Matter of Bar Admission of Wadsworth

SHIRLEY S. ABRAHAMSON, J.

(dissenting). I disagree with the majority for three reasons. First, as Mr. Wadsworth correctly points out, the plain language of SCR 40.05(lm)(a) supports his position. The rule does not require that Indiana bar admission of Wisconsin lawyers on the basis of Wisconsin practice be unconditional, permanent or vested.

Second, the objectives of the reciprocity rules support Mr. Wadsworth's position. The underlying rationale of the reciprocity rules is to treat out-of-state lawyers seeking admission to Wisconsin without bar examination in the same manner as their home jurisdictions treat Wisconsin lawyers seeking admission without examination. Such treatment is designed to stimulate lawyers in other jurisdictions to encourage their home states to admit Wisconsin lawyers without examination.
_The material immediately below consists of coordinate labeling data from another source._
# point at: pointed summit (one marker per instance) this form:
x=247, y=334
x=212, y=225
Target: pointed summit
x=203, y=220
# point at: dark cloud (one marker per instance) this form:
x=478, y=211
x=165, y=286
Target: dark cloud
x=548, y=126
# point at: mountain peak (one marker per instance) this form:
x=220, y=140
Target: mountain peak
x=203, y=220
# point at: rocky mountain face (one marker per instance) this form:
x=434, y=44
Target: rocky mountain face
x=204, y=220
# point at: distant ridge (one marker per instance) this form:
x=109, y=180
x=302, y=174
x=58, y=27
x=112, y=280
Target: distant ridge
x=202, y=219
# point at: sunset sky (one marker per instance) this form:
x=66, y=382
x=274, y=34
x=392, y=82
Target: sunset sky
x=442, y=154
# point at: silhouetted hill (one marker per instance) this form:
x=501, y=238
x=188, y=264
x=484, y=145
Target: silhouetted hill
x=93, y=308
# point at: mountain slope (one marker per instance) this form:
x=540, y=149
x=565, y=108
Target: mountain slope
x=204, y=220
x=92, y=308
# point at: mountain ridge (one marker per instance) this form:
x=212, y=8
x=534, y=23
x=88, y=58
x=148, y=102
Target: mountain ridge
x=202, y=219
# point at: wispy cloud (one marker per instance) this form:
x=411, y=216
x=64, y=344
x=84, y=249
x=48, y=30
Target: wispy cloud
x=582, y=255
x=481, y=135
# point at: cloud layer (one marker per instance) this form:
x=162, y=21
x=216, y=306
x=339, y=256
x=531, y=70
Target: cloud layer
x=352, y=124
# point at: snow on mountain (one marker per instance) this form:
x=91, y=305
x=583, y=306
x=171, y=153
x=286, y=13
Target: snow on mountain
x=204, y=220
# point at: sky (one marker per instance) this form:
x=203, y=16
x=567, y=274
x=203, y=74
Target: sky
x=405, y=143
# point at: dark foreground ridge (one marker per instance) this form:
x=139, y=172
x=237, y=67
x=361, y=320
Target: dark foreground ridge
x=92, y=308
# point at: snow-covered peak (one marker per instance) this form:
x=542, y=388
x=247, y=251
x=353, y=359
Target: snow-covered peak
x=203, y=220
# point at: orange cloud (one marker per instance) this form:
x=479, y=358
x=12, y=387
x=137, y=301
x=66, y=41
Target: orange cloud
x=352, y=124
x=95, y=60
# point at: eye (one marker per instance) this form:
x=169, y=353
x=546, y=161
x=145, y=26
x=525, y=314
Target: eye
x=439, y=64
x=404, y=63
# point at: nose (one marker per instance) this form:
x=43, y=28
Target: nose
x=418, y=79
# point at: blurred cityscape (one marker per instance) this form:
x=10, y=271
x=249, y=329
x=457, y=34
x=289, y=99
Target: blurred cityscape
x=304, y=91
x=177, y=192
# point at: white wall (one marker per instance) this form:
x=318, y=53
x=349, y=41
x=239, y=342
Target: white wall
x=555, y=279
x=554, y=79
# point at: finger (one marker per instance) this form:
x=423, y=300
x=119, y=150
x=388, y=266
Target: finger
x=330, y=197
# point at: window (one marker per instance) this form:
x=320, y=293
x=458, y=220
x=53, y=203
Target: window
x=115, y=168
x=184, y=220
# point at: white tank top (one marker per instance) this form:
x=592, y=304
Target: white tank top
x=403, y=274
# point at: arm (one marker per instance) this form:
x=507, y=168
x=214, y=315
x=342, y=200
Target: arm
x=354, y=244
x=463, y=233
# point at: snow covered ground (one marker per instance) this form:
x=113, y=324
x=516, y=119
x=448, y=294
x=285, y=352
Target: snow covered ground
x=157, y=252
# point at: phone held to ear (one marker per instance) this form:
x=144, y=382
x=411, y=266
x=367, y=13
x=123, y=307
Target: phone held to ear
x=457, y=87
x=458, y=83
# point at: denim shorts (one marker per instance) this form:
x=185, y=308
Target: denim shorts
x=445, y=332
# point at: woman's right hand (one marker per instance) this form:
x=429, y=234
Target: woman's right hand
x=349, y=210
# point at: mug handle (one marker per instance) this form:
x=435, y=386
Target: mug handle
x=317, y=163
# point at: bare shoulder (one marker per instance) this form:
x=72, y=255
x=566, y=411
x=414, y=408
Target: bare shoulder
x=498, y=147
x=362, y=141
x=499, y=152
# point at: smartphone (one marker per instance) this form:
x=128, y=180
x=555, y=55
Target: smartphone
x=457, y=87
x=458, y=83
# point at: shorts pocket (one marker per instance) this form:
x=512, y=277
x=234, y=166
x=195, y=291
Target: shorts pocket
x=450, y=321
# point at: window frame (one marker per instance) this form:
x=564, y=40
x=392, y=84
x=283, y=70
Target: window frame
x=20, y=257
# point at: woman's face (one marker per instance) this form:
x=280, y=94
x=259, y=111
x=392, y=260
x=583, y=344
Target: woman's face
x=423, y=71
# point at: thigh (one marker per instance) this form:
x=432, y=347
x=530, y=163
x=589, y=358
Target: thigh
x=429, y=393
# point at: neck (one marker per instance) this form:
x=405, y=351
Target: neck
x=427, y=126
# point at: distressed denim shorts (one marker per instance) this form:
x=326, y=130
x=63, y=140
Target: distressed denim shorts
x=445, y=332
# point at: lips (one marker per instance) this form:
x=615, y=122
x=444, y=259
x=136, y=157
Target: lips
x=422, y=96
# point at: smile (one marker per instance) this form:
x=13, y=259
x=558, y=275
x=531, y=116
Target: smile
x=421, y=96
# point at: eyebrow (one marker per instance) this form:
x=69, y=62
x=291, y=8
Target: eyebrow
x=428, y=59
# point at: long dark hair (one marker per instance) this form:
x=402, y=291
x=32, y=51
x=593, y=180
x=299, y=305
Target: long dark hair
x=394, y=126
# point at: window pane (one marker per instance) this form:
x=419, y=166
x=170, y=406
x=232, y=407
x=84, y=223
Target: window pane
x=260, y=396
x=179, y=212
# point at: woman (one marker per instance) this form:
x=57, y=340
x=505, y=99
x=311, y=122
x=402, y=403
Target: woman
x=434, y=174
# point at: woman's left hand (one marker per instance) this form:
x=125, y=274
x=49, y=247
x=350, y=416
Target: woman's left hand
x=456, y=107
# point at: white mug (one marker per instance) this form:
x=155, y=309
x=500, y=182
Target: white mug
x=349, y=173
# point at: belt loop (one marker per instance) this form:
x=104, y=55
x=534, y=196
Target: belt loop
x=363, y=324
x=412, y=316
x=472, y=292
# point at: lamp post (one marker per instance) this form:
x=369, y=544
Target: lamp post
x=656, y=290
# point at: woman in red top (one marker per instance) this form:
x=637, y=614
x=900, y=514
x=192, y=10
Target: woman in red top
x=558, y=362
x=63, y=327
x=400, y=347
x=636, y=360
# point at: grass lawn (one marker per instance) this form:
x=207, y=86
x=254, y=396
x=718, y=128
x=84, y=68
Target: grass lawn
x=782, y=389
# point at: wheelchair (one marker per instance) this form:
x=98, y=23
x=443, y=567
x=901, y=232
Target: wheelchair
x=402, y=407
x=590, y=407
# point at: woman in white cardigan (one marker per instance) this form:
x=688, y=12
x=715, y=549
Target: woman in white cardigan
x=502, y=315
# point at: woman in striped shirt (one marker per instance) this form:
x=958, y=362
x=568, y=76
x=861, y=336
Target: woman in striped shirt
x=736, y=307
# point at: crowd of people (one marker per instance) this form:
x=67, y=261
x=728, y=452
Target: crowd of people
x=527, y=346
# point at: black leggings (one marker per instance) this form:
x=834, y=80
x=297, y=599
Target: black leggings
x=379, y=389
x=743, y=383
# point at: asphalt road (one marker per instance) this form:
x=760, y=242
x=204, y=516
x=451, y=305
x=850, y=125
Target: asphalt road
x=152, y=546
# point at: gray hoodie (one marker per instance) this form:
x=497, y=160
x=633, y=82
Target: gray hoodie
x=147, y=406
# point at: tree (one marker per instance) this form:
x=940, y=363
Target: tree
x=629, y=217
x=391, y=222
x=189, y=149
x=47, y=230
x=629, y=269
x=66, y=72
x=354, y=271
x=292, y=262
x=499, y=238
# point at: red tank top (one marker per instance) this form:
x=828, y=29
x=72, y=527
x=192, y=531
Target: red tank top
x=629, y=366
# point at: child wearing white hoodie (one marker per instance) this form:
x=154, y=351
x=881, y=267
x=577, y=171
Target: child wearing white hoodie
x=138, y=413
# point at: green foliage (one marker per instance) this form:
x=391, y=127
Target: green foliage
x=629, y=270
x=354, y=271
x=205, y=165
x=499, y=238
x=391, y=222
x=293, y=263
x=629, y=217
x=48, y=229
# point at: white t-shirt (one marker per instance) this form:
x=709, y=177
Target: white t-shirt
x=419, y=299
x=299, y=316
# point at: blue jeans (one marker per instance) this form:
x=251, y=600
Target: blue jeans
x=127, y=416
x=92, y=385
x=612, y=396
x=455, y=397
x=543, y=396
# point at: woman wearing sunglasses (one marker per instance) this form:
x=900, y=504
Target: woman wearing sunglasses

As a result of today's decision, Wisconsin now requires all Indiana lawyers (or all lawyers from states with similar provisions) to take an examination. If *584Indiana is willing to admit Wisconsin lawyers only on the same basis that Wisconsin is willing to admit Indiana lawyers, our decision today rules out the possibility of Wisconsin lawyers being admitted in Indiana without examination. Thus the court has, contrary to the purpose of the reciprocal rules and the legislative history, made it more difficult for Wisconsin lawyers to gain admission to practice in another state.

Third, the opinion contravenes our decision in In re Saretsky, 179 Wis. 2d 92, 506 N.W.2d 151 (1993). In Saretsky the court upheld the Wisconsin Board of Bar Examiners' position that a Michigan lawyer must file a statement required of Wisconsin applicants to the Michigan bar, declaring the applicant's good faith intention to maintain an office in the admitting state for the practice of law. Although Indiana allows Wisconsin lawyers to gain admission by fulfilling a five-year conditional practice requirement, this court now refuses to extend the same opportunity to Indiana lawyers seeking admission in Wisconsin. I recognize that Indiana's rule may be more cumbersome to apply than Michigan's, but our rules do not distinguish among other jurisdictions on the basis of the burden of their requirements. Saretsky should control this case.

Because the court's interpretation violates the plain language of the rules, the purpose of the reciprocal rules, and our decision in Saretsky, I dissent.

I am authorized to state that Justice JANINE P. Geske joins this dissent.